Chapter 3 Simple Linear Regression Models

3.1 Building an SLR Model

lm stands for Linear Model and is the function used for Linear Regression

model <- lm(Y ~ X, data)

Practical 1 Example

data(faithful)
model <- lm(waiting ~ eruptions, faithful)
summary(model)

## 
## Call:
## lm(formula = waiting ~ eruptions, data = faithful)
## 
## Residuals:
##      Min       1Q   Median       3Q      Max 
## -12.0796  -4.4831   0.2122   3.9246  15.9719 
## 
## Coefficients:
##             Estimate Std. Error t value Pr(>|t|)    
## (Intercept)  33.4744     1.1549   28.98   <2e-16 ***
## eruptions    10.7296     0.3148   34.09   <2e-16 ***
## ---
## Signif. codes:  0 '***' 0.001 '**' 0.01 '*' 0.05 '.' 0.1 ' ' 1
## 
## Residual standard error: 5.914 on 270 degrees of freedom
## Multiple R-squared:  0.8115, Adjusted R-squared:  0.8108 
## F-statistic:  1162 on 1 and 270 DF,  p-value: < 2.2e-16

Useful functions to extract data from model:

summ <- summary(model)

coef(model) gives coefficients
fitted(model) returns the vector of the fitted values, $\hat{y}_i = b_0 + b_1 x_i$
resid(model) (or summ$residuals) returns vector of residuals, $e_i = y_i - \hat{y}_i$
summ$coefficients gives more information on coefficient estimates (standard error, t-statistic, corresponding two-sided p-value)
summ$sigma extracts regression standard error
summ$r.squared returns value of $R^2$

3.2 Plotting an SLR Model

Using Base R

plot(faithful$waiting ~ faithful$eruptions, xlab="Eruption Time (m)",
     ylab="Waiting Time Between Eruptions (m)", pch=16, col="cornflowerblue")
abline(model, col="red")

Using `ggplot`

ggplot(faithful, aes(x=eruptions, y=waiting)) +
  geom_point() +
  geom_smooth(method=lm, formula = y~x, se=FALSE)

geom_smooth Documentaion

3.3 Diagnostic Plots and Residual Analysis

Infant Mortality and GDP Example from MLLN Notes Section 3.3

model1 <- fit<- lm(infantMortality ~ ppgdp, data=newUN)
plot(newUN$infantMortality ~ newUN$ppgdp, xlab="GDP per Capita",
     ylab="Infant mortality (per 1000 births)", pch=16, col="cornflowerblue",
     main="Model 1")
abline(model1,col="red")

model2 <- lm(log(infantMortality) ~ log(ppgdp), data=newUN)
plot(log(newUN$infantMortality) ~ log(newUN$ppgdp), pch=16, col="cornflowerblue",
     main="Model 2")
abline(model2,col="red")

model1 clearly doesn’t fit SLR, we can confirm this be looking at diagnostic plots
model2 which is a transformation fits better and is an example of good diagnostic plots

Residual Plot

plot(model1, which=1, pch=16, col="cornflowerblue", main="Model 1 Residual Plot")
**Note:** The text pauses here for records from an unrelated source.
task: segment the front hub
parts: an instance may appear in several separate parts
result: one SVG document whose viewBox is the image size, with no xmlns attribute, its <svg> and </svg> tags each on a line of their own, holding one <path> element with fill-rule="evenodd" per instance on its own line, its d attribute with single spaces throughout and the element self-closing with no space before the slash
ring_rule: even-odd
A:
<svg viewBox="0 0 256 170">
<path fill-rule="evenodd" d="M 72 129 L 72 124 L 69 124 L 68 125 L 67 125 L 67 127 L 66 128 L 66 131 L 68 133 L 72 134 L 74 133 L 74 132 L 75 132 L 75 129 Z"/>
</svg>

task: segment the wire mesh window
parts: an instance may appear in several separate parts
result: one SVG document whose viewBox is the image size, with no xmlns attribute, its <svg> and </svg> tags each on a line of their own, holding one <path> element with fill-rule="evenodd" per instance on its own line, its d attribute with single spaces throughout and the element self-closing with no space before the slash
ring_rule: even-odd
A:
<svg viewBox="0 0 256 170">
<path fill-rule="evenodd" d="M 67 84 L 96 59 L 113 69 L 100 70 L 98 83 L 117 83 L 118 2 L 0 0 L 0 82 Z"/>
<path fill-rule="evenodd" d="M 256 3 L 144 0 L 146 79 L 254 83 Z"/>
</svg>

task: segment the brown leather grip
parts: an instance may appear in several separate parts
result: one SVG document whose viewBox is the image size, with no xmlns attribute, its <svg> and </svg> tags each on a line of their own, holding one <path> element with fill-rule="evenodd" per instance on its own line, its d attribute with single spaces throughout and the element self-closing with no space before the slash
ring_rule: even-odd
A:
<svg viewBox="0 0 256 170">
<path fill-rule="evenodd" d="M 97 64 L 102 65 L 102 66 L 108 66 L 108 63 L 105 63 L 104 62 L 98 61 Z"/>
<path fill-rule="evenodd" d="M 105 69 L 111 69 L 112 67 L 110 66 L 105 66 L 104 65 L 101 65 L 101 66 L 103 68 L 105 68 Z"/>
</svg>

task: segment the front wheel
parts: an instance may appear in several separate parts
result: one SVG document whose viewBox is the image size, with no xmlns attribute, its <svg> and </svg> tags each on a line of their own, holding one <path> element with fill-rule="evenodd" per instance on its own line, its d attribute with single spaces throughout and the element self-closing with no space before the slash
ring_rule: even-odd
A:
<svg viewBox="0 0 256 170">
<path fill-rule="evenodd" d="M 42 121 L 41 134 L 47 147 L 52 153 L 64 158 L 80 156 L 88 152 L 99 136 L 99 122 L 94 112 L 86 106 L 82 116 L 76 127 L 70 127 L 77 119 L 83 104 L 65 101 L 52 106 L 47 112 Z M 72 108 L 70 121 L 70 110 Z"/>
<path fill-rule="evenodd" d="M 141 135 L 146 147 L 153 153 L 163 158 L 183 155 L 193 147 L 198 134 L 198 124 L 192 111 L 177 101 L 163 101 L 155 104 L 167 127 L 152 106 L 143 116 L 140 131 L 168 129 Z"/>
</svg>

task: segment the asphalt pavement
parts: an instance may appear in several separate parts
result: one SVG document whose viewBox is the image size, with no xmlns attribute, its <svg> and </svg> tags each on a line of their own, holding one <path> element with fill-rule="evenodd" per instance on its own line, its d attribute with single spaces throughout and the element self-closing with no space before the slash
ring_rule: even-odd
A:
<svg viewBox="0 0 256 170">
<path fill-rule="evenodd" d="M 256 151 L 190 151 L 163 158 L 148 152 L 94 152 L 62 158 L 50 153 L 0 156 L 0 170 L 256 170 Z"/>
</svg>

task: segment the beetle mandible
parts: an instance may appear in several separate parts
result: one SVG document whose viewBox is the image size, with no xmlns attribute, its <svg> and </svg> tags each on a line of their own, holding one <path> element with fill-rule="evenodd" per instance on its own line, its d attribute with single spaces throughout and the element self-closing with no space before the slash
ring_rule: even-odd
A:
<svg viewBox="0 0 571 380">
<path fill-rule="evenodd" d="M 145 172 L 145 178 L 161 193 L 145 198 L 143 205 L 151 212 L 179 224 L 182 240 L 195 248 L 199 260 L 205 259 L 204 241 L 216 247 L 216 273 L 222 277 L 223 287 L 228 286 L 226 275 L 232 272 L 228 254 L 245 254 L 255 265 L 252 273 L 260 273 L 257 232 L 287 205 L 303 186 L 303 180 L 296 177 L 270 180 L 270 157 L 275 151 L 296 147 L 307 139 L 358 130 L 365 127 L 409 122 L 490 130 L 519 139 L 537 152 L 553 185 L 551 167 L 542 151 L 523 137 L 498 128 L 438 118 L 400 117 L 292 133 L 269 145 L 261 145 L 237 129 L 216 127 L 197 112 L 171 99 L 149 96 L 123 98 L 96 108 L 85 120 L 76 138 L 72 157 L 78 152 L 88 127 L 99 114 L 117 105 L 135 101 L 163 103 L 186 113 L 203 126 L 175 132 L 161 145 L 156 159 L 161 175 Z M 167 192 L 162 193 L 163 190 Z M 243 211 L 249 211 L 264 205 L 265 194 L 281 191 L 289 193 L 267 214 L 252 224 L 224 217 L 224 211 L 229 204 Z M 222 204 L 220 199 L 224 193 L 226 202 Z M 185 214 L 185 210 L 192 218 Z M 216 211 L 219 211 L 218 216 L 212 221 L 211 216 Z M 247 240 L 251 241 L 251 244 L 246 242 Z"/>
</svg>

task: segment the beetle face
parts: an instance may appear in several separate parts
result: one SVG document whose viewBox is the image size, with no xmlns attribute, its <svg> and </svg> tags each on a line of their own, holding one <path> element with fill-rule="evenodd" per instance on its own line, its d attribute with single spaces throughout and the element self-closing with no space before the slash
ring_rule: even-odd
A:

Comparison for Model 1 (poor fit) and Model 2 (good fit)

par(mfrow=c(1,2))
plot(model1, which=1, pch=16, col="cornflowerblue", main="Model 1 Residual Plot")
plot(model2,which=1,pch=16,col="cornflowerblue", main="Model 2 Residual Plot")

Example Using Simpler Methods (From Practical 1)

model is as from Practical 1

par(mfrow=c(1,2))
plot(y = resid(model), x=fitted(model)) #residuals against fitted values
plot(y = resid(model), x=d) #residuals against raw values

Residual Q-Q Plot and Histogram

Residual Q-Q Plot

plot(model1, which=2, pch=16, col="cornflowerblue", main="Model 1 Q-Q Plot")

Residual Histogram

hist(resid(model1), col="cornflowerblue", main="Model 1 Residual Histogram")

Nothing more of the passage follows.